A three-judge panel from the Ninth US Circuit cited a 1997 appeals court decision upholding the affirmative action ban, which led to a sharp decline in minority enrollment at California state universities.
A federal appeals court on Monday left intact California’s ban on race-based affirmative action as a means to boost the ranks of minority students in the state university system, throwing out a lawsuit that sought to overturn the policy.
In turning the lawsuit aside, a three-judge panel of the Ninth US Circuit Court of Appeals cited a 1997 appeals court decision that upheld the constitutionality of the prohibition.
California voters approved the ban, Proposition 209, in 1996. The state-wide ballot initiative amended the state’s constitution to read in part: “The state shall not discriminate against, or grant preferential treatment to, any individual or group on the basis of race, sex, color, ethnicity, or national origin in the operation of public employment, public education, or public contracting.”
The amendment forced the University of California to end its long-standing affirmative action programs, and, instead, rely on race-neutral admissions mechanisms.
The action was challenged by several individuals and groups alleging the measure violated equal protection guarantees of the 14th Amendment. The court disagreed, and dismissed the suit 15 years ago.

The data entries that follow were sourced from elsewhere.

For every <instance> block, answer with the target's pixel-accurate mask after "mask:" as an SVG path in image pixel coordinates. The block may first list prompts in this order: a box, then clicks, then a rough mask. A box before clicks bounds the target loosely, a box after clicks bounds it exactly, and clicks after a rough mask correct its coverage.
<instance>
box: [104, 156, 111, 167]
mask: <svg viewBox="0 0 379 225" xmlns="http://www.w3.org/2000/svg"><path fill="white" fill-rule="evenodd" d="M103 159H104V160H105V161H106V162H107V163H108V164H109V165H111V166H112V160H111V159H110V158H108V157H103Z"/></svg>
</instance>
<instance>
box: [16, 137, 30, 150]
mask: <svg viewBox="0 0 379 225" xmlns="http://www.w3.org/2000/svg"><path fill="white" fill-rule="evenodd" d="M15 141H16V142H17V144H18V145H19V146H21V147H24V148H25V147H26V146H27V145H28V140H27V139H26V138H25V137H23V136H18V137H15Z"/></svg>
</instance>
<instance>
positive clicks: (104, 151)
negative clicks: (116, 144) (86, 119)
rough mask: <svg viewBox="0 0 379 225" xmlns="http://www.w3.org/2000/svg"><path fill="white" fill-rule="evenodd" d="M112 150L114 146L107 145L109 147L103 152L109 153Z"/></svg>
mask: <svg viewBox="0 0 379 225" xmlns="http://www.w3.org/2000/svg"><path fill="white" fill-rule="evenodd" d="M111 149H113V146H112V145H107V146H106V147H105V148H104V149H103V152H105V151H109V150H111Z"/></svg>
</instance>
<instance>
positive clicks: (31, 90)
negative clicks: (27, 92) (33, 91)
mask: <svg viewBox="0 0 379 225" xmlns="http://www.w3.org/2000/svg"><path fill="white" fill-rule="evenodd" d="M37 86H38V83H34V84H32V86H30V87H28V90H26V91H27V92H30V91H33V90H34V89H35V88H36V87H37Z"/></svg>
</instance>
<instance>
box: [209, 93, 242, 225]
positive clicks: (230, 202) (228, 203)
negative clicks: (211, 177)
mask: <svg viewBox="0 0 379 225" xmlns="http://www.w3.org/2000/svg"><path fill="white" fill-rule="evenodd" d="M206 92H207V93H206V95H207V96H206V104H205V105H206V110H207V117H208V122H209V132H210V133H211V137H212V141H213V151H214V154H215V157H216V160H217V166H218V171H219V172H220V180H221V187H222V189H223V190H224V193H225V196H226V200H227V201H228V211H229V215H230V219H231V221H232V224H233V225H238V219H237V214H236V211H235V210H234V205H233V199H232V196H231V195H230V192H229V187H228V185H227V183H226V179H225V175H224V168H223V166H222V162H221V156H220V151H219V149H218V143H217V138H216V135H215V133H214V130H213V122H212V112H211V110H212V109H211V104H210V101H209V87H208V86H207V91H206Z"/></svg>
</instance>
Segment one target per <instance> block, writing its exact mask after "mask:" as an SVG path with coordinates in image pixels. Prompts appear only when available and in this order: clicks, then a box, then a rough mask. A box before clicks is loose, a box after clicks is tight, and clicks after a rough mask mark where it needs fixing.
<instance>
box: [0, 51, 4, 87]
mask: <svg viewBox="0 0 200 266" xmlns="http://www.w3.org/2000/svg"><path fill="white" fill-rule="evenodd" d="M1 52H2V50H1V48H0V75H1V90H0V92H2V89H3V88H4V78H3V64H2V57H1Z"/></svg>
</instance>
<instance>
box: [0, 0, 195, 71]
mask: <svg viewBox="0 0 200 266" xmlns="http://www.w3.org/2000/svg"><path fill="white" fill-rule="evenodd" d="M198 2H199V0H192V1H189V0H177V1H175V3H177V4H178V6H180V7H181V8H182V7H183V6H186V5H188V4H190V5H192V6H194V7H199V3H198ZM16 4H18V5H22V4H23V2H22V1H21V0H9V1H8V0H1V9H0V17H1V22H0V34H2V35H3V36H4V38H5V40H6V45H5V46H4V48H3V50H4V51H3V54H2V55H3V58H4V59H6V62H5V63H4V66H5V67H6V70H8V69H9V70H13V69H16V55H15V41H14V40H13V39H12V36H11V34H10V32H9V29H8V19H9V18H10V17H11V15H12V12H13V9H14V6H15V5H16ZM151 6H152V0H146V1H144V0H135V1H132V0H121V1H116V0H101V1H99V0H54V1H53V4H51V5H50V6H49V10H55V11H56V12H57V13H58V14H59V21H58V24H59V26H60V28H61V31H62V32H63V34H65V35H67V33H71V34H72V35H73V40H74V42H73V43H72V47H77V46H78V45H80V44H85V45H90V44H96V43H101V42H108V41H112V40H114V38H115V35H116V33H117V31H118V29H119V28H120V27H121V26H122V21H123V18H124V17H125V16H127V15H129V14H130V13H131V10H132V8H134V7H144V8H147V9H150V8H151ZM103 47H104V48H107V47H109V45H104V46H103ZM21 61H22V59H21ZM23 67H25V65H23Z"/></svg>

In an effort to boost minority enrollment, the university system adopted a procedure of admitting the top four percent of graduates from any California high school. It also decreased the weight applied to standardized tests. But those policies did not compensate for the end of affirmative action, which led to a 50 percent reduction in minority enrollment. The new policies have increased minority enrollment, but not enough, opponents of Prop. 209 say.